Iceberg
Scientists have long suspected icebergs to have a link with earthquakes. When the huge March 11 earthquake triggered the Tohoku Tsunami in Japan that flattened entire coastal towns and killed nearly 16,000, scientists knew that tracking the wave could provide visual proof of the connection. Reuters

The tsunami that devastated Japan in March 2011 was so powerful that it tore off a piece of Antarctica -- 8,000 miles away from the earthquake's epicenter.

Roughly 18 hours after the earthquake began, powerful swells of waves reached Antarctica, tearing off several chunks from an ice shelf that in total are double the size of Manhattan.

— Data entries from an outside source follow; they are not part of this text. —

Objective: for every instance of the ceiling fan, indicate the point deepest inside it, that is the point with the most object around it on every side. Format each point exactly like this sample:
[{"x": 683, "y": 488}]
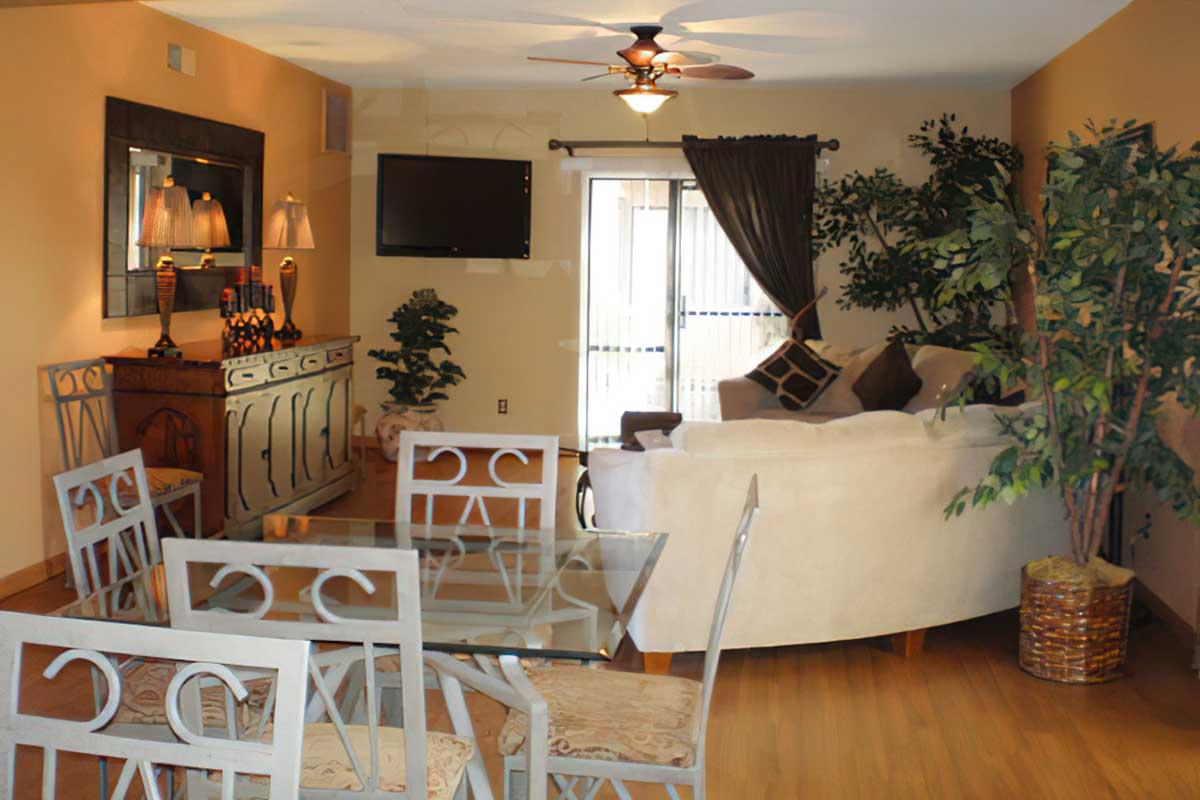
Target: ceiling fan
[{"x": 646, "y": 61}]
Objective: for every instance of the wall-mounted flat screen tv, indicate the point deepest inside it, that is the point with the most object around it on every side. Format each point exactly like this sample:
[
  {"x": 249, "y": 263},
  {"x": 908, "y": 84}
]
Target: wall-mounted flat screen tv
[{"x": 438, "y": 206}]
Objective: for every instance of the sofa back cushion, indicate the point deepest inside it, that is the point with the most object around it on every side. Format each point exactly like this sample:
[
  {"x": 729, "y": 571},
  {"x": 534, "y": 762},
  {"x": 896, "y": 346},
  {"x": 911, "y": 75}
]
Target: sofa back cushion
[{"x": 868, "y": 432}]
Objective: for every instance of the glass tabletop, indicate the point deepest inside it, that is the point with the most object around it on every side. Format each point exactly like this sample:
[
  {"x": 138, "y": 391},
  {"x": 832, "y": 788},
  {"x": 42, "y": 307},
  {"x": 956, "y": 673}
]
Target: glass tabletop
[{"x": 555, "y": 593}]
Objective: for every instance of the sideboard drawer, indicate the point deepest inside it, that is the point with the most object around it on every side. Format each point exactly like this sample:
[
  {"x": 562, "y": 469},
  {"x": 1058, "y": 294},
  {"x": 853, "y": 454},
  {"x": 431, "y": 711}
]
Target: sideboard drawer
[
  {"x": 239, "y": 378},
  {"x": 312, "y": 362},
  {"x": 283, "y": 368},
  {"x": 341, "y": 355}
]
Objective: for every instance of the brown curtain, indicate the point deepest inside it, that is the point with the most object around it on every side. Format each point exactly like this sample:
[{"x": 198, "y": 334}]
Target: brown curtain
[{"x": 760, "y": 190}]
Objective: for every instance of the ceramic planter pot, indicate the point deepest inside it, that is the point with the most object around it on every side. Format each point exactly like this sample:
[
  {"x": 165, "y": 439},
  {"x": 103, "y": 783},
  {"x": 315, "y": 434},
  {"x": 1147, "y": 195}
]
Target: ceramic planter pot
[{"x": 397, "y": 419}]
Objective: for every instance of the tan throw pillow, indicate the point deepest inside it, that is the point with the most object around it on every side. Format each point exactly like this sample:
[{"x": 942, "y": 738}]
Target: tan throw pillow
[
  {"x": 795, "y": 373},
  {"x": 888, "y": 383},
  {"x": 940, "y": 371}
]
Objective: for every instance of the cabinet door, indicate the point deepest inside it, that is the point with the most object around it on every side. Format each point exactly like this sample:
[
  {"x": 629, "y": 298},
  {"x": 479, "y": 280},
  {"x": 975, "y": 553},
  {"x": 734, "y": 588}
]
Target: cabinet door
[
  {"x": 249, "y": 488},
  {"x": 337, "y": 431},
  {"x": 311, "y": 409},
  {"x": 280, "y": 445}
]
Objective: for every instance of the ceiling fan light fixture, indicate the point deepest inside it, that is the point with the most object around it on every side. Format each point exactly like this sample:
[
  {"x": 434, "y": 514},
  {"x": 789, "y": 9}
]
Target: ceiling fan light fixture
[{"x": 645, "y": 98}]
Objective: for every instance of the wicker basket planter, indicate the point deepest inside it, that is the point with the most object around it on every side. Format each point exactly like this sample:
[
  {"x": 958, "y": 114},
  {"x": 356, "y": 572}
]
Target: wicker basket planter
[{"x": 1074, "y": 631}]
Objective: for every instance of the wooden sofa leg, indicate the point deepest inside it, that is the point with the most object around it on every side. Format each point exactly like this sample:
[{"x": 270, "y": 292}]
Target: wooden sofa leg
[
  {"x": 909, "y": 643},
  {"x": 657, "y": 663}
]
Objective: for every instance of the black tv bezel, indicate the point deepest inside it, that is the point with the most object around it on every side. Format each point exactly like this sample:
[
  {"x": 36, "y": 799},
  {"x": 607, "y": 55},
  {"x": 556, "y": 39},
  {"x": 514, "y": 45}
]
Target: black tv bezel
[{"x": 448, "y": 251}]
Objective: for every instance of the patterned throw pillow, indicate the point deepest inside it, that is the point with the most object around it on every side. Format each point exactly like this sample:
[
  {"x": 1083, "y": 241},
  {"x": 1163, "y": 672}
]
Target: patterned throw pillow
[{"x": 796, "y": 374}]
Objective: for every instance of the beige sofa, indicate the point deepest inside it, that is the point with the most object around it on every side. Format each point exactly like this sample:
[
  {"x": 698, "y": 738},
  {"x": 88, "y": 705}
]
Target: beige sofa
[
  {"x": 852, "y": 540},
  {"x": 939, "y": 368}
]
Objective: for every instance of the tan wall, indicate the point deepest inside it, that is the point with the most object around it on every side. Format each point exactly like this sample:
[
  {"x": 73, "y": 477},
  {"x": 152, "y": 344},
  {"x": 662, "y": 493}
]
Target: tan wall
[
  {"x": 520, "y": 320},
  {"x": 59, "y": 62},
  {"x": 1140, "y": 64}
]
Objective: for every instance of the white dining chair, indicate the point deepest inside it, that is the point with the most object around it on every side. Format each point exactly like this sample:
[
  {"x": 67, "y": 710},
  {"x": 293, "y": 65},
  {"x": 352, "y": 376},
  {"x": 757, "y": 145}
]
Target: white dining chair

The iceberg calving was detailed in a paper published in the Journal of Glaciology on Monday. According to a statement issued by NASA, the correlation discovered "marks the first direct observation of such a connection between tsunamis and icebergs."

On a hunch that seismic activity could be linked to glacier activity thousands of miles away, Kelly Brunt, a cryosphere specialist at Goddard Space Flight Center, Greenbelt, Md., and her colleagues kept a close eye on the ice formations in the south pole after Tohoku Tsunami was triggered in the Pacific Ocean. Using advanced satellite imagery, scientists were able to watch the Sulzberger Ice Shelf ice shelves react to the swells, in close to real time.

"In the past we've had calving events where we've looked for the source. It's a reverse scenario - we see a calving and we go looking for a source," Brunt said in the NASA release. "We knew right away this was one of the biggest events in recent history - we knew there would be enough swell. And this time we had a source."

Although the swell was an unimpressive one foot high when it reached the Sulzberger shelf, the consistency of the waves were disruptive enough cause the calving.

Brunt's colleague, Emile Okal from Northwestern University, believes the discovery may be able to help retroactively explain mysterious historical incidences of iceberg calving.

"In September 1868, Chilean naval officers reported an unseasonal presence of large icebergs in the southernmost Pacific Ocean, and it was later speculated that they may have calved during the great Arica earthquake and tsunami a month earlier," Okal said. "We know now that this is a most probable scenario."

The March 11 earthquake and subsequent tsunami destroyed entire towns and villages, killing 16,000 people.